The theme of ‘Future Worlds’ acted as a forward-looking invitation for artists and visitors alike to imagine a series of possible futures. As large-scale, technological advances and environmental and political shifts present new possibilities, the public was engaged through a series of artistic propositions to think about the direction our world might take and to actively participate in its creation. One of the highlights was Turkish, LA-based media artist and director Refik Anadol’s Melting Memories, a large-scale mesmerizing work comprised of data paintings, augmented data sculptures and light projections. The piece debuted new advances in technology that enabled visitors to experience aesthetic interpretations of motor movements inside the human brain. To make the work, Anadol experimented with tools provided by the Neuroscape Laboratory at the University of California, San Francisco, and gathered data on the neural mechanisms of cognitive control from an EEG (electroencephalogram), which measures changes in brain wave activity and provides evidence of how the brain functions over time. These data sets constitute the building blocks for the unique algorithms that Anadol employed to create Melting Memories.
Another standout of AURORA 2018 was Icelandic artist Magnús Sigurdarson’s collaboration with the Dallas-based choreographer Danielle Georgiou. Georgiou’s Dance Group (DGDG) reinterpreted Sigurdarson’s performance Dances with Whales (Keiko – Always on My Mind), which debuted at MoMA PS1 in New York, to be presented with multiple dancers on the street of their own city. The piece, with its inflatable killer whales and a sea of foam, acts as tribute to the troubled life of the (Icelandic) orca, Keiko, who eventually starred in the film Free Willy. On a more universal scale, the performance alludes to the effects of global warming on oceanic ecologies.

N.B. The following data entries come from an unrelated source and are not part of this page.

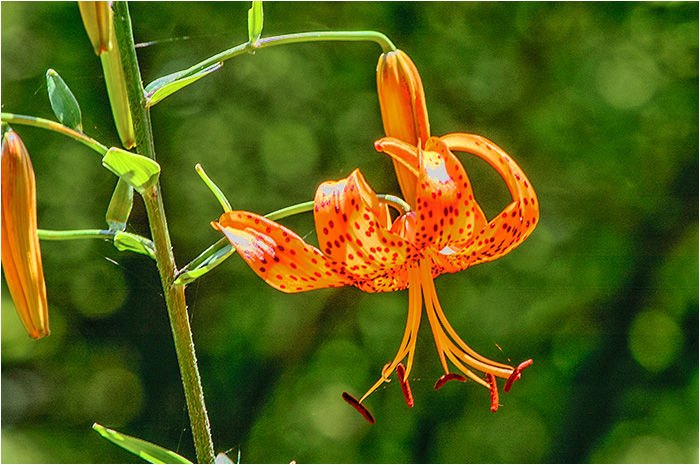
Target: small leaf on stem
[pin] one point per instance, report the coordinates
(138, 171)
(144, 449)
(167, 85)
(63, 102)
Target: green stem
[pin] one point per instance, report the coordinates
(42, 123)
(303, 37)
(69, 235)
(153, 201)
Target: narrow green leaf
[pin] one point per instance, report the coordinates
(206, 266)
(167, 85)
(120, 205)
(124, 241)
(222, 458)
(63, 102)
(138, 171)
(255, 19)
(144, 449)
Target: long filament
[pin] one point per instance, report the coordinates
(408, 342)
(429, 310)
(455, 336)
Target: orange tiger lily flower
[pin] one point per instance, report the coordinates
(362, 247)
(21, 255)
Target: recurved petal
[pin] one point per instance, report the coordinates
(349, 224)
(446, 212)
(278, 255)
(513, 225)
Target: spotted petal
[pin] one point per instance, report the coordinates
(350, 224)
(278, 255)
(513, 225)
(446, 211)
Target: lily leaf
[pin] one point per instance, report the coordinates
(124, 241)
(63, 102)
(222, 458)
(120, 205)
(206, 266)
(255, 20)
(139, 171)
(167, 85)
(146, 450)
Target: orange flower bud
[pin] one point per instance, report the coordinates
(21, 255)
(404, 114)
(97, 19)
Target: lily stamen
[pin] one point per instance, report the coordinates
(449, 377)
(405, 387)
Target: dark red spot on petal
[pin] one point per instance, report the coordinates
(405, 387)
(358, 406)
(516, 374)
(449, 377)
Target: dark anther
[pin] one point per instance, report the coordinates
(449, 377)
(516, 374)
(405, 388)
(358, 406)
(493, 390)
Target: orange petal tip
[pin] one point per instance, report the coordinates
(493, 391)
(405, 387)
(358, 406)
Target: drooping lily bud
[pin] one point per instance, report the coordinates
(118, 96)
(404, 114)
(21, 255)
(97, 19)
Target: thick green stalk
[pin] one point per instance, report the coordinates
(174, 294)
(299, 38)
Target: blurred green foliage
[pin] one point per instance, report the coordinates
(598, 102)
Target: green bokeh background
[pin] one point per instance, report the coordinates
(598, 102)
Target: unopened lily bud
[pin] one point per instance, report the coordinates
(404, 114)
(21, 255)
(97, 19)
(118, 96)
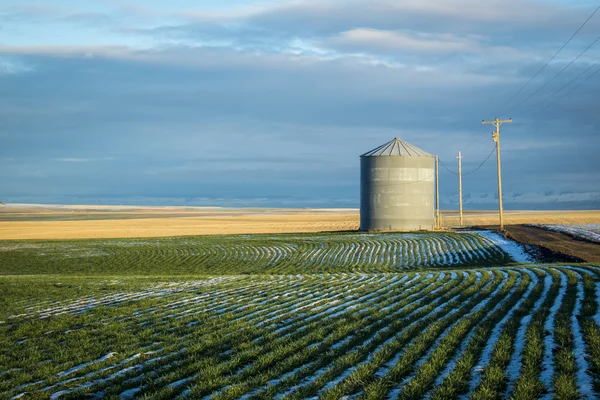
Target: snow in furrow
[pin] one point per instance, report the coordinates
(548, 363)
(584, 381)
(424, 358)
(515, 250)
(372, 355)
(513, 369)
(452, 363)
(491, 343)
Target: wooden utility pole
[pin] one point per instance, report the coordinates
(460, 188)
(496, 136)
(438, 220)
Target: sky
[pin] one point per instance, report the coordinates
(248, 102)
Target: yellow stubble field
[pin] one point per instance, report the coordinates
(84, 222)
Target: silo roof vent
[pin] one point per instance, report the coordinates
(397, 147)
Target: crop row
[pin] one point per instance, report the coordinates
(278, 254)
(482, 333)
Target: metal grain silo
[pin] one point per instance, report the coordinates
(397, 188)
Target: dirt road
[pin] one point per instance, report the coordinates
(555, 242)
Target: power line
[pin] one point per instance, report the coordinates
(555, 76)
(474, 170)
(564, 86)
(549, 61)
(567, 92)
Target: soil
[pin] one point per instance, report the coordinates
(554, 246)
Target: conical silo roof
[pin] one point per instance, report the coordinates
(397, 147)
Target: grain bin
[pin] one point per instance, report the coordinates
(397, 188)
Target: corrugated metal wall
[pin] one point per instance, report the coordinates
(397, 193)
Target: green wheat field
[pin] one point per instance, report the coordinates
(328, 316)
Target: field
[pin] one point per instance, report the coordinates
(332, 315)
(81, 222)
(589, 232)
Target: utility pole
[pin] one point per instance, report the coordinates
(438, 220)
(496, 136)
(459, 188)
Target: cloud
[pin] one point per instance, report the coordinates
(279, 100)
(14, 66)
(76, 160)
(398, 41)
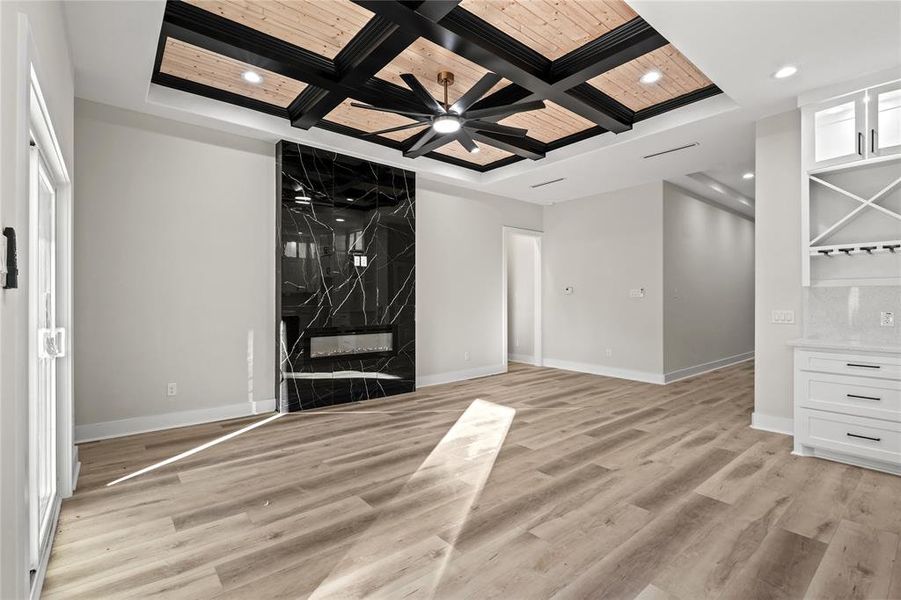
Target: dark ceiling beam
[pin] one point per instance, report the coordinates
(617, 47)
(212, 32)
(468, 36)
(367, 53)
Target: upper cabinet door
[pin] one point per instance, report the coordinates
(838, 127)
(884, 120)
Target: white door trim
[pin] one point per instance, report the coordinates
(537, 356)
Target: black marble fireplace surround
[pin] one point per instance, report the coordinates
(346, 278)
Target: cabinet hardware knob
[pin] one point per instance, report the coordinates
(864, 437)
(859, 397)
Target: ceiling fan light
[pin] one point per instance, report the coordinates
(446, 124)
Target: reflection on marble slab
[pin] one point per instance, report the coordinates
(347, 232)
(852, 314)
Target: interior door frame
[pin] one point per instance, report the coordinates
(537, 351)
(35, 124)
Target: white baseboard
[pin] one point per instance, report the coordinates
(707, 367)
(528, 359)
(76, 468)
(451, 376)
(782, 425)
(643, 376)
(111, 429)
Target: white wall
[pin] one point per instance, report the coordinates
(778, 268)
(459, 298)
(708, 275)
(53, 66)
(175, 239)
(521, 281)
(603, 246)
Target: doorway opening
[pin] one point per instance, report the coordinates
(50, 458)
(522, 296)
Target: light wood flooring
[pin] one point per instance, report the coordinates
(603, 488)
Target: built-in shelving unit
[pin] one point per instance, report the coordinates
(851, 188)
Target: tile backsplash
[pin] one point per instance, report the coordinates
(852, 313)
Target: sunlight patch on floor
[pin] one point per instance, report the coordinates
(415, 556)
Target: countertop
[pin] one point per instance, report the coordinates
(847, 345)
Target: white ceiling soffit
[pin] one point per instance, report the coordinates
(737, 44)
(740, 44)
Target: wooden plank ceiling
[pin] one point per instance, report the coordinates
(202, 66)
(553, 28)
(679, 76)
(320, 26)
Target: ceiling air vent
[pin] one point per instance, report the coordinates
(544, 183)
(686, 146)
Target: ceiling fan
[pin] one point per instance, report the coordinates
(457, 122)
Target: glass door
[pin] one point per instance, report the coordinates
(839, 131)
(884, 105)
(43, 494)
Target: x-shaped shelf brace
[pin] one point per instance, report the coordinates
(871, 203)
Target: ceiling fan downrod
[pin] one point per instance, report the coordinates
(446, 78)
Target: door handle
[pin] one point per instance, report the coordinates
(859, 397)
(864, 437)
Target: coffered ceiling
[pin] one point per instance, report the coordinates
(309, 59)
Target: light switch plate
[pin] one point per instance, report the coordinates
(783, 317)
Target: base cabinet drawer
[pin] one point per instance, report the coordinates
(859, 365)
(855, 436)
(860, 396)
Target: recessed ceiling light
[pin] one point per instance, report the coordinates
(786, 71)
(252, 77)
(446, 124)
(651, 77)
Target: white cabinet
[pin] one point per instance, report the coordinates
(884, 120)
(854, 127)
(838, 130)
(848, 407)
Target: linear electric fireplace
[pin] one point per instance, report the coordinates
(346, 279)
(350, 343)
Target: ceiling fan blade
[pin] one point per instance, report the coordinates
(395, 111)
(496, 128)
(481, 87)
(466, 141)
(504, 111)
(518, 146)
(398, 128)
(424, 138)
(422, 93)
(430, 140)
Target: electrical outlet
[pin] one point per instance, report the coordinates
(783, 317)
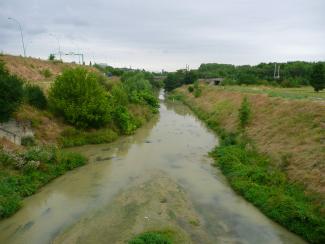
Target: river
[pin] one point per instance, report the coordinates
(159, 178)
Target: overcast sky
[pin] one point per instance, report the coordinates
(167, 34)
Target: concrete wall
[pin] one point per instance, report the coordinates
(14, 131)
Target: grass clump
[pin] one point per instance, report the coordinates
(22, 174)
(74, 137)
(152, 237)
(46, 73)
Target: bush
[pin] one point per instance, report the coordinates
(124, 120)
(37, 167)
(317, 79)
(151, 238)
(244, 113)
(28, 141)
(11, 93)
(35, 96)
(197, 89)
(46, 73)
(51, 57)
(80, 99)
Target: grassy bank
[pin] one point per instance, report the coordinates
(79, 106)
(254, 173)
(22, 174)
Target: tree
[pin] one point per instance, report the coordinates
(11, 93)
(317, 79)
(80, 99)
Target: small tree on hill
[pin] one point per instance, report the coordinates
(11, 93)
(80, 99)
(51, 57)
(317, 79)
(35, 96)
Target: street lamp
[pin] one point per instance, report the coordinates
(21, 34)
(58, 44)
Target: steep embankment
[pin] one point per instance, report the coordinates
(292, 132)
(36, 71)
(281, 148)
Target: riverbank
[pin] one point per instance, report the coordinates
(263, 162)
(96, 110)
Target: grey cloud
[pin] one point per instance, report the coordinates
(168, 34)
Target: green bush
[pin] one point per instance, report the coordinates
(51, 57)
(151, 238)
(244, 112)
(317, 79)
(46, 73)
(197, 89)
(11, 93)
(28, 141)
(37, 166)
(80, 99)
(35, 96)
(124, 120)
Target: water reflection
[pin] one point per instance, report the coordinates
(174, 143)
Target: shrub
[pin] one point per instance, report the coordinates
(38, 166)
(317, 79)
(28, 141)
(51, 57)
(124, 120)
(197, 89)
(46, 73)
(11, 93)
(35, 96)
(80, 99)
(244, 112)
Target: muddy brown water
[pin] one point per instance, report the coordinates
(159, 178)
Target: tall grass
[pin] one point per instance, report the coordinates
(21, 175)
(252, 175)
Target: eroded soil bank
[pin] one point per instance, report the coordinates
(160, 178)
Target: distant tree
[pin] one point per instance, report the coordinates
(11, 93)
(51, 57)
(317, 79)
(190, 77)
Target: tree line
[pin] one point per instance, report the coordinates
(290, 74)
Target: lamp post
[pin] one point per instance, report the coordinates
(58, 44)
(21, 34)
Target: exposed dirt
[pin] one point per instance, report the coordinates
(157, 203)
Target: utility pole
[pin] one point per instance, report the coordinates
(21, 34)
(57, 39)
(276, 73)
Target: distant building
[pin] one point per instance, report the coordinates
(212, 81)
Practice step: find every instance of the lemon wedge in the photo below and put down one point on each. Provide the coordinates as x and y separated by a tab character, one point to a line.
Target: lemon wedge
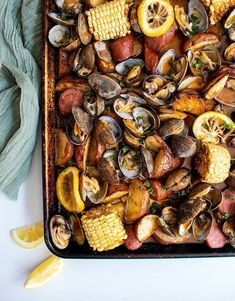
29	236
44	272
155	17
212	127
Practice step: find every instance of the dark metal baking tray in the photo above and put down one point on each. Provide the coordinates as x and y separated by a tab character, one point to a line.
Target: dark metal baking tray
51	205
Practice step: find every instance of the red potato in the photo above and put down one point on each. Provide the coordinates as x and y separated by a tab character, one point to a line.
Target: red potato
63	64
72	82
68	98
64	148
216	238
228	203
158	43
122	48
81	154
137	202
132	243
151	59
159	193
145	227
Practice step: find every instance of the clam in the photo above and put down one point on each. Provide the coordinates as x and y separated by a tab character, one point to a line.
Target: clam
125	103
60	231
125	67
158	90
105	86
108	167
84	63
229	53
195	82
83	29
77	229
70	6
208	193
177	180
108	131
165	64
103	51
129	162
94	105
143	122
169	215
189	209
182	146
201	226
59	35
148	161
206	59
79	127
170	127
61	19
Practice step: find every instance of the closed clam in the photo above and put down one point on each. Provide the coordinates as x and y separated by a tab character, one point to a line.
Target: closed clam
105	86
158	90
59	35
60	231
201	226
143	122
79	127
84	63
170	127
182	146
129	162
108	131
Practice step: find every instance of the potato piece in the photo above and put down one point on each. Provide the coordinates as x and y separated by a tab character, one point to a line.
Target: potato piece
81	154
163	163
145	226
189	101
132	243
137	202
122	48
157	43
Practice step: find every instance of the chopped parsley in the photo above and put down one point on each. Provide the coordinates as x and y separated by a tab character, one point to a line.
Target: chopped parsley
154	208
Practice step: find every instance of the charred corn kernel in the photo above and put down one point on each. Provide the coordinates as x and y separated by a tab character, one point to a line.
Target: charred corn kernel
103	227
213	163
217	8
109	20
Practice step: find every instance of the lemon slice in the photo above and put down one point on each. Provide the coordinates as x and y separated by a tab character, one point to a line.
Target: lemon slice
44	272
212	127
155	17
67	189
29	236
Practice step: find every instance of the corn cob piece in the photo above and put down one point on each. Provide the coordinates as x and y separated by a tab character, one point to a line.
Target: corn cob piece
103	228
217	8
213	163
109	20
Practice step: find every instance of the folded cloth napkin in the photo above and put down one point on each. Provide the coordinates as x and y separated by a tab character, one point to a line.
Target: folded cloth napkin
20	39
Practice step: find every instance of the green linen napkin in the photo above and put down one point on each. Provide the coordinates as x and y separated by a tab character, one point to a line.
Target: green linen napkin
20	39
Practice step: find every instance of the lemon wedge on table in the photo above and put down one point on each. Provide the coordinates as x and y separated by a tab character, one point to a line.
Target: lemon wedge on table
44	272
155	17
212	127
29	236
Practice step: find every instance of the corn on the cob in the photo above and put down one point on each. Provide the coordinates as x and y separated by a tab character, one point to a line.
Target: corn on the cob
217	8
213	163
109	20
103	228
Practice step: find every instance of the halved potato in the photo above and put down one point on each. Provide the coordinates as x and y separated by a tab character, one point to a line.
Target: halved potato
137	202
145	226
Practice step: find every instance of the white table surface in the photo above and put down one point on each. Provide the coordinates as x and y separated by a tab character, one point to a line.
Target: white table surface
180	279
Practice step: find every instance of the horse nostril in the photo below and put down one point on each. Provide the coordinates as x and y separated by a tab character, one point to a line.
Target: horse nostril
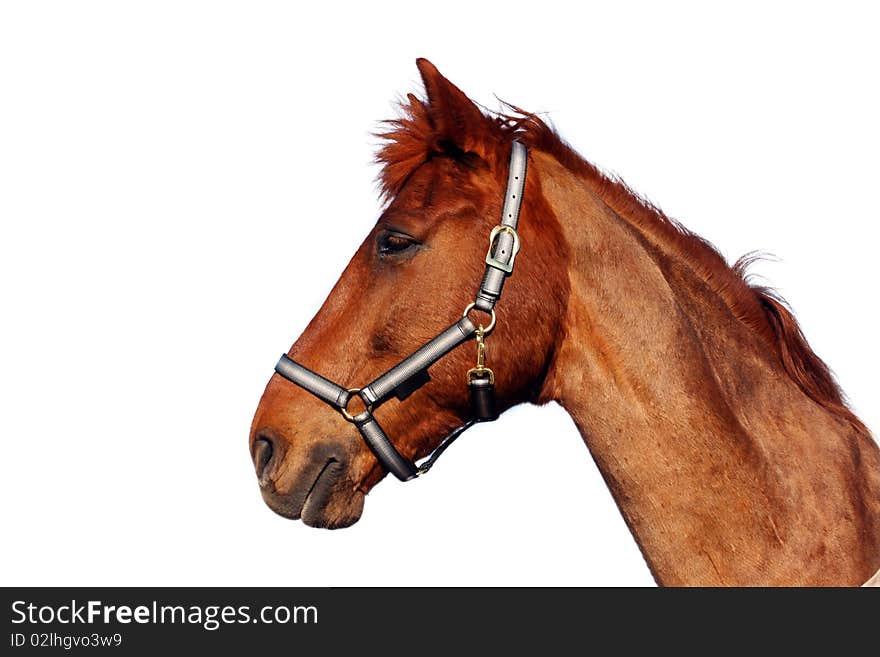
263	450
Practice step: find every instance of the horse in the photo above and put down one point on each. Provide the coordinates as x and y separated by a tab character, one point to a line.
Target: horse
724	439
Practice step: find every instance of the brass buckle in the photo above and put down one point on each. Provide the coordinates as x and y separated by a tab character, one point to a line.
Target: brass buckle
491	260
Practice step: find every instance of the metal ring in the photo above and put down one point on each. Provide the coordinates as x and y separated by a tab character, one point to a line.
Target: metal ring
488	329
368	408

We’ve had our eyes on AURORA since 2010, when it was founded by artists Shane Pennington and Joshua King along with veteran Dallas arts supporter Veletta Forsythe Lill, and every edition seems to grow larger and more ambitious. This year’s crowd stayed through a thunderstorm and the international curators impressed with an exhibition that made a visual, intellectual and tangible impact.